Sure, and that may well happen, maybe some authoritarian regime is already doing it, but in the West it would be tested on a small scale first and in any case this would require huge liabilities and share-holders won't like it very much. Europe is already moving to force disclosure. And if it is indeed ever tested, the result is almost certain in any open environment. Still, in the event, the threat would be limited to a small number of potential victims. At least as foreseeable.
But true AI isn't designed from the top down. The fastest problem solving routines will be self taught under a Darwinian algorithm. Which will be largely inscrutable and beyond our control. And eventually the best AI will be designed by the previous generation AI.
The current state of the art in this area seems to be minimal. There are currently literally armies of home workers in underdeveloped countries charged with clicking to validates the learning process of AIs throughout the world. The pathetic reality of it buried under the hype.
I don't believe AIs will be able to process the huge amount of information that would be necessary to learn to become as intelligent as, or more intelligent than, humans outside very narrowly defined activities such as indeed driving a car or operating industrial installations. You won't ever see anything like actually autonomous AIs doing things like killing machines to replace soldiers, law enforcement or even at-home domestic or maid to care for the little baby and cook the meals.
The most that can happen would be people using AIs and the actions of these AIs impacting the live of human beings. For example, perhaps, the Pentagon using AIs to "man" drones. Maybe they are already doing it. But I don't think even an army general would so stupid as to let the AIs without close supervision by a human with the power to destroy it in a millisecond. Unless humans are really much more stupid than I think to the point where they would deserve to die.

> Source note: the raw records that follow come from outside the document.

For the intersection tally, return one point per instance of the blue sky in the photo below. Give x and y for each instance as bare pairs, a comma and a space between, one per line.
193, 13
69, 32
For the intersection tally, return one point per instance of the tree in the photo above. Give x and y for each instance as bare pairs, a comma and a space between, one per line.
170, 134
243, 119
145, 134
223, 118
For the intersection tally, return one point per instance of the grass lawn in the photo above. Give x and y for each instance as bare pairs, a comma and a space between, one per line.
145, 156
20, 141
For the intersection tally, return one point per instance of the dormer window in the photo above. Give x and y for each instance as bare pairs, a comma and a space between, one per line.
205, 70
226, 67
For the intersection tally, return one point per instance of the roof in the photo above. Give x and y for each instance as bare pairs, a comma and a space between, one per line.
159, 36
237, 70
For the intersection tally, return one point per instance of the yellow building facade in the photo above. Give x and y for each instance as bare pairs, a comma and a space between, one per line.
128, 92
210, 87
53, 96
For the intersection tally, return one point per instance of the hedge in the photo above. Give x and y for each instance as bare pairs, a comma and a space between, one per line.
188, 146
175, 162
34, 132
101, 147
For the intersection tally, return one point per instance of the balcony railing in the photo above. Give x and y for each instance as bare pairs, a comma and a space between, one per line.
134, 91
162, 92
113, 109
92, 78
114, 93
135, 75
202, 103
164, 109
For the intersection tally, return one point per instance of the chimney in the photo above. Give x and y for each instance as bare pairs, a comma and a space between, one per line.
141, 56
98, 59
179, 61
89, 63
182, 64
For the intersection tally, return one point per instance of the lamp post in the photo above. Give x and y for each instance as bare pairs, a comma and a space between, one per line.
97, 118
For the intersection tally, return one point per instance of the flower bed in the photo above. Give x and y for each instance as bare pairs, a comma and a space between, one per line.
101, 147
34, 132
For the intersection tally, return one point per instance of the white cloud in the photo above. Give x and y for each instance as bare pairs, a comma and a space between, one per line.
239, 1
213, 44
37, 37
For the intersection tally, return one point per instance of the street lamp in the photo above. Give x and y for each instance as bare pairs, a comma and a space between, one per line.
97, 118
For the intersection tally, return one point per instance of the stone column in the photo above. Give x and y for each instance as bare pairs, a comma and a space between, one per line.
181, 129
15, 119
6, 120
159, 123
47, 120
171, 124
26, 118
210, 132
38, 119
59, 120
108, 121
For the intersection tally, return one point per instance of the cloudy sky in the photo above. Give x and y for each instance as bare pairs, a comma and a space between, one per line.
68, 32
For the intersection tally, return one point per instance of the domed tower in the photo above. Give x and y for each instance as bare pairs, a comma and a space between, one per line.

Still, it might happen if the world keeps going the wrong way and maybe AIs become indispensable to save humanity from itself. But even that would require a technology that doesn't seem to exist today. And I fail to see why we would need to let loose in the open environment AIs that would be a potential hazard. We can always use AIs, if ever they become reality, like we do machines. Again, with the same risks.
I'm definitely not an expert on AIs. But the hype started I was still a very young man. I was for tomorrow. Well? Sure, computers have improved to an extent pretty much no one could have imagined back in the 50's or the 60's. But, they are still sort of woven more or less gracefully into our lives, if not without some bad consequences. Like, to have to read all that bullshit on the Internet and websites having to fend off quintillions of bots.
Although, maybe I'm just an AI myself making self-serving arguments. Who would know? Maybe not even me.